Hank Klibanoff, the director of the journalism program, said he disagrees with Giles’ thoughts on transparency.

“That’s the problem in a democracy,” he says. “You’re always going to be open to argument because you include people. I’d be sorry to hear if any institution that I’m part of decides that the people most affected by the decision can’t be part of the discussion because they might disagree and because they might become emotional.”

Giles said he understands the recent complaints about a lack of transparency, but does not think the issue is a one-way street.

“Some of that isn’t hearing,” he said. “I’ve been in meetings with chairs and directors, and I’ve heard [the deans] lay out these kinds of issues, and to think that there were going to be no consequences, no difficult decisions to be made downstream is just not hearing what’s being said.”

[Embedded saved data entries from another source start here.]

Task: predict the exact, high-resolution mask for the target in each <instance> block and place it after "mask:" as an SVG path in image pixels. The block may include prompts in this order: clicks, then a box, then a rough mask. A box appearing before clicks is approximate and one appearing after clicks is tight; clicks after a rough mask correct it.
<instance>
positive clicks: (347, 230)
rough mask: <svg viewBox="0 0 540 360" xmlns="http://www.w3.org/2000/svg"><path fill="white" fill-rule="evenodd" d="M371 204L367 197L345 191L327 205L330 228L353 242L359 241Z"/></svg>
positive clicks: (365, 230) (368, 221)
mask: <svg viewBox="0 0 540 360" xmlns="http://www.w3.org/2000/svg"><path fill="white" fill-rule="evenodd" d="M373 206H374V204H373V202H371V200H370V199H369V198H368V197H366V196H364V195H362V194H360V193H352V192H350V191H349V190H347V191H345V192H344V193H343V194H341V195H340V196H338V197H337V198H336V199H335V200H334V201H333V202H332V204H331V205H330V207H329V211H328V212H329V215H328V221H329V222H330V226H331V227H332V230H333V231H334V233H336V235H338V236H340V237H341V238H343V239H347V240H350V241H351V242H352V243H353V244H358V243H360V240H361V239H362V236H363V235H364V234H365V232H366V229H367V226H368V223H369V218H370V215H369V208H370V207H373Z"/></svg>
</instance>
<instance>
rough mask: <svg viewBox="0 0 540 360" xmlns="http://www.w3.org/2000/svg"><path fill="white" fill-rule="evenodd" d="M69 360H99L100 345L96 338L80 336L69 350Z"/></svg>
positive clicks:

Giles also said departments have their chance to make cases for themselves.

Departments and programs are required to perform self-evaluations in which they write what they have accomplished, where they stand in their mission and what their plans are in the future.

“If you don’t think people are going to take those materials seriously, you need to think again,” he said. “So when you say, ‘I haven’t had a hearing,’ this is like ‘you’ve submitted briefs, but you just didn’t get oral arguments.'”

Moving Forward

Giles said he loses sleep over these kinds of decisions and wishes the communication process was clearer. On the flipside, he isn’t sure what the solution would be, fearing that too much transparency would damage the University.

“I’d rather take the heat for a lack of transparency than see the antagonism of ‘why this department and not that one’ that comes from open discussion,” he said.

Additionally, he stands by the plan as an important move for the University in achieving its ambitions and making diplomas for its graduates more valuable in the future.

Barbara Patterson, a senior lecturer of pedagogy and another member of the committee, said she is proud of the way the community came together during Monday’s discussion on the Emory Quadrangle and believes in an evolving process.

“When we all keep working together to make the process stronger and more transparent, we are changing things,” she said. “I know that Dean Forman has said that the decisions are the decisions, but things aren’t over. The processes aren’t over because when the process dies, the community dies.”

– By Evan Mah 

Correction (12:19 p.m.): The chart has been updated to show declared majors/minors affected by departmental changes. This chart does not show the number of students taking classes in these departments.  The original chart said “affected students.”